Hawkes fits all those points. Her smaller paintings retail for about $150 while her larger ones maximize at $1,900. There are many in the $600 to $700 range and more in the $1,000 to $1,500 range.

She also has a couple of distinct painting styles. One has rigid geometric lines and textured paint dabs to render the overal image, while the other has swooping lines criss-crossing and painted in to build an image in similar style to a stained glass window.

"I'm so glad my galleries are supportive of my style variations," Hawkes said. "I love landscapes, but I also love painting people. I call that one [the rigid lines] cubist impressionism and I call those ones [stained glass motif] curvism. I'm working on a third style altogether: landscapes with more curves and softer lines."

Each one of these styles requires different sets of tools, different arrangements of her small home studio, different materials.

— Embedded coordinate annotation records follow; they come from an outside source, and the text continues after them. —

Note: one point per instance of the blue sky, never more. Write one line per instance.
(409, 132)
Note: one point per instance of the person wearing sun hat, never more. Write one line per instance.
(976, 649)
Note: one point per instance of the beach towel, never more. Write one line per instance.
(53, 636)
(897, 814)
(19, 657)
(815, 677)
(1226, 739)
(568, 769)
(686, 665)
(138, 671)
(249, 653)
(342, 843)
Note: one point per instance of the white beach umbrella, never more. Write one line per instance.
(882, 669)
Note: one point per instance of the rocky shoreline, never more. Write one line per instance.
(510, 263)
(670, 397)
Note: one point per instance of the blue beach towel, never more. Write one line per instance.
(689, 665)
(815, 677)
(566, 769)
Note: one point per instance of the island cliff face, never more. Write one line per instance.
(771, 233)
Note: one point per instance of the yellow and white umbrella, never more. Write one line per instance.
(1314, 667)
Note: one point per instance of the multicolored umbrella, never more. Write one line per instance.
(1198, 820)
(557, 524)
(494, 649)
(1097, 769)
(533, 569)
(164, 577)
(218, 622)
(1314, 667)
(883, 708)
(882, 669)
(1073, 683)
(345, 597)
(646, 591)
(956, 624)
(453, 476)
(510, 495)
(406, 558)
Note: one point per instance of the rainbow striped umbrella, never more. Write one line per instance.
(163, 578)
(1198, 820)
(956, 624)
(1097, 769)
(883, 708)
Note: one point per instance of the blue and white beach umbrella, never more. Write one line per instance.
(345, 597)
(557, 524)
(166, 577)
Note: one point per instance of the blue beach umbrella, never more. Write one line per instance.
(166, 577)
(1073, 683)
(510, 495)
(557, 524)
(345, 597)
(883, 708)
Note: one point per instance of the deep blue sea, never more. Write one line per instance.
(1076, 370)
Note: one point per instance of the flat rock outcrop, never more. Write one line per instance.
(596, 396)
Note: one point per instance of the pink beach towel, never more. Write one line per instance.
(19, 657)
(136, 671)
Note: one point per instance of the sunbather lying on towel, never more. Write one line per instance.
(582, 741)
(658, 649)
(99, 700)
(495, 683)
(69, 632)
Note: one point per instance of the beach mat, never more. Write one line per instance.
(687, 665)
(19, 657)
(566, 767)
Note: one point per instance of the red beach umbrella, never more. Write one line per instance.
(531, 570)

She has worked in pencil sketching, water colours, oils, but for practical purposes (small studio, short bursts of time due to parenting duties, etc.) she is currently focused on acrylics on canvass.

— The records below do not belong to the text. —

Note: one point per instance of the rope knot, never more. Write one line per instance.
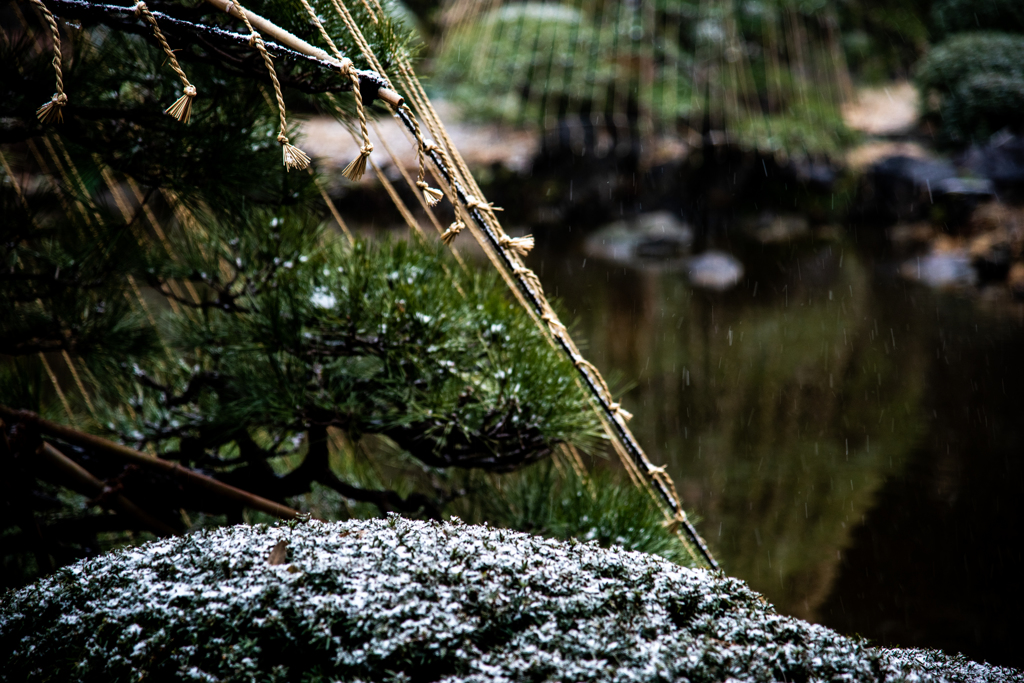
(480, 205)
(552, 321)
(52, 112)
(520, 246)
(449, 236)
(622, 413)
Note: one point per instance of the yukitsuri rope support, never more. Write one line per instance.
(507, 252)
(461, 182)
(52, 112)
(481, 215)
(293, 157)
(181, 109)
(357, 167)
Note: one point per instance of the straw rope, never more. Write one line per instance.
(293, 157)
(52, 112)
(181, 109)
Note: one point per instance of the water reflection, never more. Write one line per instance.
(781, 408)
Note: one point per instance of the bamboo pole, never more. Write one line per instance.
(210, 484)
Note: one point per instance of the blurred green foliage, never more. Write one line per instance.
(951, 16)
(974, 84)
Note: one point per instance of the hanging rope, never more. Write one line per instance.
(52, 112)
(181, 109)
(293, 157)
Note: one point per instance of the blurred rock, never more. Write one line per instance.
(1000, 161)
(941, 268)
(903, 187)
(652, 237)
(1015, 280)
(908, 233)
(990, 256)
(771, 228)
(715, 270)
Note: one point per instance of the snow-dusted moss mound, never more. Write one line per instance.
(412, 601)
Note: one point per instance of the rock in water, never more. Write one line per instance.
(391, 599)
(652, 237)
(715, 270)
(941, 269)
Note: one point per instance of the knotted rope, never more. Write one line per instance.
(52, 112)
(293, 157)
(181, 109)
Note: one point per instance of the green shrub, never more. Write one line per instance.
(951, 16)
(974, 82)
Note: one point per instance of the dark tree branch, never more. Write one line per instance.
(224, 47)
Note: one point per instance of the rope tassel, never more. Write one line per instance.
(52, 112)
(294, 158)
(431, 195)
(519, 246)
(449, 236)
(355, 170)
(181, 109)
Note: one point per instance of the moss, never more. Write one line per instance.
(399, 600)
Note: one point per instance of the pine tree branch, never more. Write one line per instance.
(84, 482)
(209, 484)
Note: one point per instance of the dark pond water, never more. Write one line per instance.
(853, 443)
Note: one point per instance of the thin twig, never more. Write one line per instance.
(210, 484)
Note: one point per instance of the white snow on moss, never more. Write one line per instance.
(415, 601)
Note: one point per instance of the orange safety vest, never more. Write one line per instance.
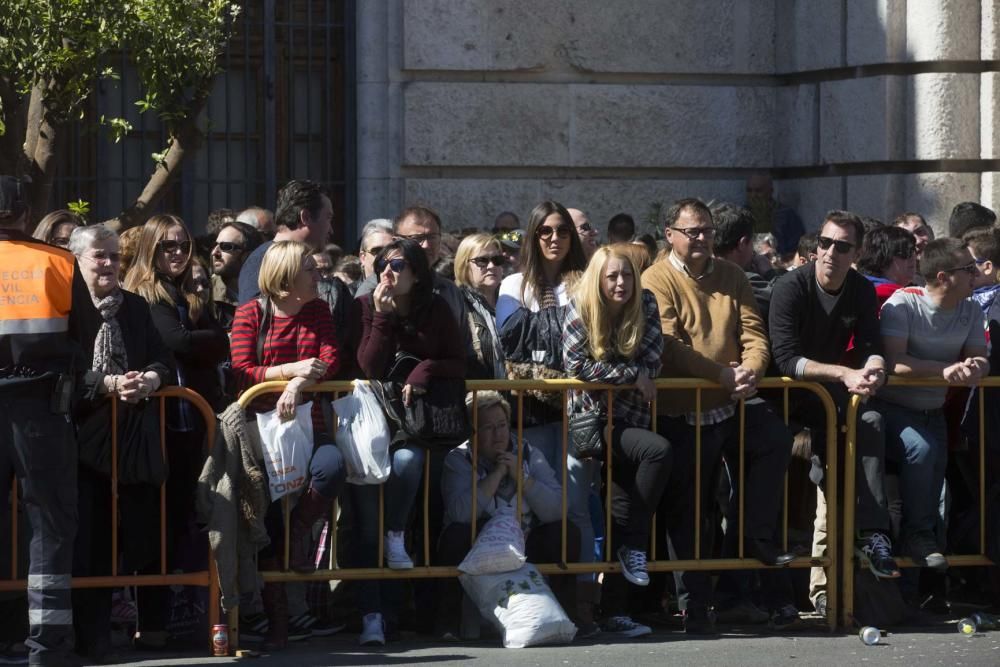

"I am still an emerging artist, and I think all of us look to established artists for mentorship and inspiration," Hawkes said. "That's what I want to get to - the master artist level - even more than having my paintings in more galleries. I'm still focused on learning the craft, and I think that is true of a lot of painters. You don't ever want to stop learning. I know it will happen, I just have to put in the time. I know my art will change again when I go back to oils, which is what I really love. I've got a lot to look forward to."

She also has a lot of positive influences to look back on. Her parents are both artists and her twin sister is an artist. An aunt and a grandparent are artists. She took it to the professional level after high school art classes sparked her youthful interests. And that teacher, Maureen Faulkner, came to Groop on Friday to buy a painting and hug the painter.

"She told me that she got the idea for curvism after I taught the class about cubism," Faulkner said. "It just goes to show how, as a teacher, you just never know how the things you say will affect one student or another. I might have talked about cubism with 6,000 students and maybe only Erica ever processed it like that, and look what she's done with that."

The show will be on display until mid-September, and Desjardines will have select Hawkes paintings available ongoing.